The performance of a database is bottlenecked on the health of these indices and are the first-class citizens of any database design discussions.

Clustered and Non-clustered indices

It is very important to understand how indices are stored to make decisions about what columns of the tables to create indices on. The differentiation comes by having logical indices versus physical indices. When an index is clustered, it implies that the physical blocks on the disk are re-ordered. When an index is non-clustered, the data is re-ordered only logically and not on the physical disk. Only new references are stored to the physical disk locations.

By design, a table can have at most one clustered index because it only makes sense to have one physical ordering on the disk. On the contrary, a table can have multiple non-clustered indices. In other cases, it is also possible to not have any index on the table but we try and avoid that as much as possible. The only situation where having no key makes sense is the intermediate table defining one-to-many or many-to-many relations between two tables.

Choosing the right keys

PRIMARY Key

This decision can single-handedly decide the fate of your database performance because as mentioned earlier, this is a clustered index and should be the smallest set of columns that identify a row uniquely. More formally, this is known as the smallest superkey.

As a thumb rule,

Smaller the primary key, smaller the number of pages.

One of the most common ways of structuring primary keys is via B-Trees and the structural logic of B-Trees is built upon comparisons. So fundamentally, faster the comparisons, faster the lookups. Hence, it is generally recommended to have integers as primary keys which have an added benefit of compact storage. This doesn’t necessarily make sense always and in places where it makes sense, overflow issues are bound to happen.

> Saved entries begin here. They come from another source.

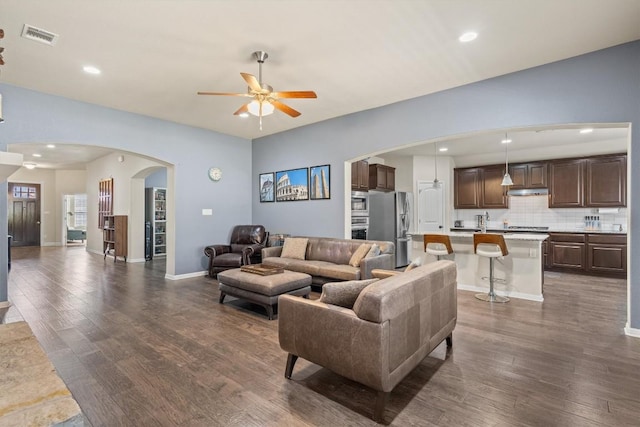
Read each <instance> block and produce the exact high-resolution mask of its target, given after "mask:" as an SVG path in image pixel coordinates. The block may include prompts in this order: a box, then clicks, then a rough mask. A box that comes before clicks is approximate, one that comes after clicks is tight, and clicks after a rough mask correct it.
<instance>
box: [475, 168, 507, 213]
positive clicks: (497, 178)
mask: <svg viewBox="0 0 640 427" xmlns="http://www.w3.org/2000/svg"><path fill="white" fill-rule="evenodd" d="M504 169H505V168H504V166H502V165H499V166H485V167H483V168H481V170H482V179H481V180H480V189H481V190H482V191H481V197H480V204H481V206H480V207H481V208H484V209H506V208H508V207H509V198H508V197H507V189H508V187H503V186H502V179H503V178H504Z"/></svg>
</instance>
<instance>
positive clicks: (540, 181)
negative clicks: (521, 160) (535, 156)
mask: <svg viewBox="0 0 640 427" xmlns="http://www.w3.org/2000/svg"><path fill="white" fill-rule="evenodd" d="M509 175H511V179H512V180H513V185H512V186H511V188H512V189H514V190H515V189H520V188H546V187H547V163H546V162H539V163H538V162H536V163H522V164H516V165H511V166H509Z"/></svg>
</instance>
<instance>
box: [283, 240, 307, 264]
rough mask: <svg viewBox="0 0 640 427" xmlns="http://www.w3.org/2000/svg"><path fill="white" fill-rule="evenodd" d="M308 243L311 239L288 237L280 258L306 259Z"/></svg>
mask: <svg viewBox="0 0 640 427" xmlns="http://www.w3.org/2000/svg"><path fill="white" fill-rule="evenodd" d="M307 243H309V239H307V238H306V237H287V238H286V239H284V246H283V247H282V253H281V254H280V258H293V259H305V255H306V252H307Z"/></svg>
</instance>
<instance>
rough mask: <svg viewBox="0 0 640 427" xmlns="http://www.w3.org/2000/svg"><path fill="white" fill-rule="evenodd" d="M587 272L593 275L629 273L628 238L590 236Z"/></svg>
mask: <svg viewBox="0 0 640 427" xmlns="http://www.w3.org/2000/svg"><path fill="white" fill-rule="evenodd" d="M587 242H588V243H587V265H586V267H587V270H588V271H589V272H591V273H620V274H625V273H626V272H627V236H626V235H611V234H589V235H588V236H587Z"/></svg>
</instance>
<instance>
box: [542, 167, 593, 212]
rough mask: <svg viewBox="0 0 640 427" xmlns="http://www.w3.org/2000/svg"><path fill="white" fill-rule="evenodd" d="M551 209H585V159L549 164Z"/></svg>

I should mention that it is preferable to have integer values as your keys as the comparisons would be blazing fast as compared to strings. But again, this need not be a hard constraint and in some cases UUIDs work much better. For instance, consider a database system which tracks a huge number of ephemeral tasks by ids. Integers would increment just too fast in such a flexible environment and cause integer overflow soon.

Now is the right time to think about whether you want a natural key or a surrogate key. One doesn’t necessarily win over the other and must be analyzed on a case by case basis. By definition, a natural key is the key which comes by nature of data and will NEVER EVER change (which would imply a full rewrite of the complete database on the physical disk and not a pretty sight for the uptime). Surrogate keys on the other hand are generally artificially generated and the mean pretty much what you think. As a thumb rule,

In the event of a slightest doubt in natural keys not being practically “primary”, surrogate keys should always be made.

In one instance, imagine a Driving License number. It looks like a natural key because it will be unique for each person. But is it really worthy to make it primary? Most likely no. Driving License numbers for a person might change after the previous has expired. Not so unique anymore.

The best answer lies in answering this question,

Will this table serve data or answers to questions?

Once the answer to the above question is procured, the puzzle is solved for the most part.

UNIQUE Keys

By default, Unique keys are non-clustered which means only references to the original disk locations are stored. As you might have already guessed, the lesser the non-clustered unique keys, the better.

FOREIGN Keys

Foreign keys are not partition tolerant. As a thumb rule,

In case of a network partition, each logical unit should self-suffice to conform to integrity constraints.

More simply put, data across shards should be organized in such a way that all foreign key checks never need to cross over machines (because they simply can’t).


Data is a already a hard thing to deal with. Databases are even harder considering the fact that there’s no panacea. Defining the purpose of data helps making the decision of choosing the right keys saner.